The objective of our study was to determine whether precision (ie, number of decimals) in risk estimates offered by an online risk calculator influences users’ ratings of (1) how believable the estimate is, (2) risk magnitude (ie, how large or small the risk feels to them), and (3) how well they can recall the risk estimate after a brief delay.

Methods

We developed two mock risk calculator websites that offered hypothetical percentage estimates of participants’ lifetime risk of kidney cancer. Participants were randomly assigned to a condition where the risk estimate value rose with increasing precision (2, 2.1, 2.13, 2.133) or the risk estimate value fell with increasing precision (2, 1.9, 1.87, 1.867). Within each group, participants were randomly assigned one of the four numbers as their first risk estimate, and later received one of the remaining three as a comparison.

Results

Participants who completed the experiment (N = 3422) were a demographically diverse online sample, approximately representative of the US adult population on age, gender, and race. Participants whose risk estimates had no decimal places gave the highest ratings of believability (F _3,3384 = 2.94, P = .03) and the lowest ratings of risk magnitude (F _3,3384 = 4.70, P = .003). Compared to estimates with decimal places, integer estimates were judged as highly believable by 7%–10% more participants (χ² ₃ =17.8, P < .001). When comparing two risk estimates with different levels of precision, large majorities of participants reported that the numbers seemed equivalent across all measures. Both exact and approximate recall were highest for estimates with zero decimals. Odds ratios (OR) for correct approximate recall (defined as being within 50% of the original estimate) were, for one decimal place, OR = 0.65 (95% CI 0.49–0.86), for two decimal places, OR = 0.70 (95% CI 0.53–0.94), and for three decimal places, 0.61 (95% CI 0.45–0.81). Exact recall showed a similar pattern, with larger effects.

Conclusions

There are subtle but measurable differences in how people interpret risk estimates of varying precision. Adding decimal places in risk calculators offers little to no benefit and some cost. Rounding to the nearest integer is likely preferable for communicating risk estimates via risk calculators so that they might be remembered correctly and judged as believable.

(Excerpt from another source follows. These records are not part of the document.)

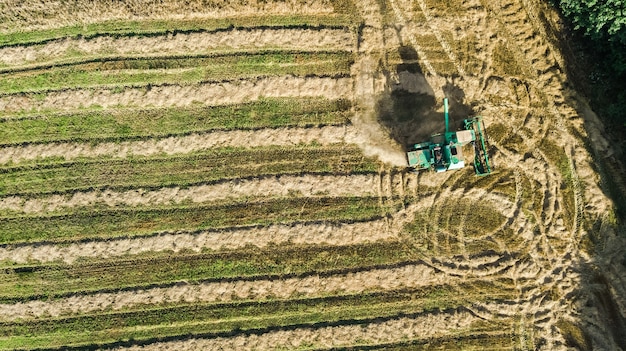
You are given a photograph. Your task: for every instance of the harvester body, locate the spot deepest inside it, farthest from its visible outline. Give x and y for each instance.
(444, 152)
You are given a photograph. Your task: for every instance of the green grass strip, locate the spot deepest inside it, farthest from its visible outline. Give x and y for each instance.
(128, 123)
(153, 27)
(209, 319)
(155, 172)
(50, 281)
(132, 222)
(184, 71)
(493, 340)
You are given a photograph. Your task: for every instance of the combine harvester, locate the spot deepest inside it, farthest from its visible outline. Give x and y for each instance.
(445, 151)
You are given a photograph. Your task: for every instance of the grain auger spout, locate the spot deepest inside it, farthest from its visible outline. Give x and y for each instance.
(445, 151)
(481, 151)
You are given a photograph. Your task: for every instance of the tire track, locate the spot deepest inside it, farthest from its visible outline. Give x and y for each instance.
(278, 186)
(58, 13)
(179, 44)
(409, 276)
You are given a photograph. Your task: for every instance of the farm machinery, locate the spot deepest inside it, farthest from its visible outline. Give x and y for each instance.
(444, 152)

Risk risk assessment communication risk communication perception risk perception calculators, programmable risk calculator Internet online

Introduction

Risk calculators abound online. Anyone with Internet access, a Web browser, some interest in their future health, and five minutes to spare can enter a few pieces of information about themselves and receive an assessment of their risk of human immunodeficiency virus infection [1], breast cancer [2], heart attack [3,4], diabetes [5,6], prostate cancer recurrence [7,8], or one of multiple options from a broad array of common conditions [9]. Online risk calculators have been heralded as a means to disseminate individualized risk prediction scores with an aim toward increased understanding of personal risk, improved health behavior, higher-quality decision making, and, ultimately, better population health [10].

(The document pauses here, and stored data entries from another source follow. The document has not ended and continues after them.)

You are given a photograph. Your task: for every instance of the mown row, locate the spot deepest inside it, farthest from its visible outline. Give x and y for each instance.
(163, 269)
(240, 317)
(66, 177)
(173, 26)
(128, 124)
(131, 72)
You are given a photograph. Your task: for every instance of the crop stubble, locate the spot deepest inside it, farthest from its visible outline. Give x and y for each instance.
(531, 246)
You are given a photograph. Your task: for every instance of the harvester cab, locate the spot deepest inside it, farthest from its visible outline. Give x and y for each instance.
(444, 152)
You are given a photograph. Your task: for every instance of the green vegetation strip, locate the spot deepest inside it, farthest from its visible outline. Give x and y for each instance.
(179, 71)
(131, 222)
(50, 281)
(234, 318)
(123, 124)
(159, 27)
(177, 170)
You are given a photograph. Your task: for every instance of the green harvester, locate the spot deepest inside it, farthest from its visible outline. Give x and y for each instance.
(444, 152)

However, questions remain about how to best design risk calculators to achieve the goals of risk communication. Different calculators vary significantly in terms of their adherence to best practices for risk communication [11], the amount of detail and clinical specificity in their questionnaires, and the level of precision that they offer in their risk assessments. For example, a 55-year-old woman might use two different Web-based calculators to check her risk of breast cancer in the next 10 years and find that, according to one, her risk is 2.1% [12] while, according to another, it is 5.05399% [13]. (See Multimedia Appendix 1 for details.)

Robust underlying models may enable calculators to give precise risk estimates. However, it is not known whether this additional precision is helpful or harmful for people using risk calculators. In other words, we can be more precise, but should we?

The importance of this question becomes apparent when one considers the complex range of challenges inherent in risk communication. Across levels of education and expertise, many people, particularly those with poor numeracy, have trouble interpreting numbers in health-risk communications [14,15] and demonstrate biased interpretations of proportions [16]. For example, people have been shown to rate a cancer as riskier when it “kills 1286 out of 10,000 people” (about 13%) than when it “kills 24.14 out of 100 people” (about 24%) [17], and to prefer a lottery that offers 5, 6, 7, 8, or 9 winning draws in 100 (5%–9%) over a lottery that offers 1 winning draw in 10 (10%) [18]. Furthermore, people respond differently to proportions and numbers with decimals depending on the presentation format—for example, percentages (25%), natural frequencies (25 in 100), and “1 in n” formats (1 in 4) [19,20].

The precision of a number, in particular, can affect how people perceive and act on numerical information. For example, home buyers offer bids closer to the asking price for houses with more precise list prices [21] and are more likely to choose a battery-powered product with a battery life of 120–180 minutes versus one with a battery life of 2–3 hours [22]. Consumers [23,24] and investors [25] exhibit purchasing behavior suggesting that many people may interpret prices with decimals by simply truncating digits beyond the decimal point.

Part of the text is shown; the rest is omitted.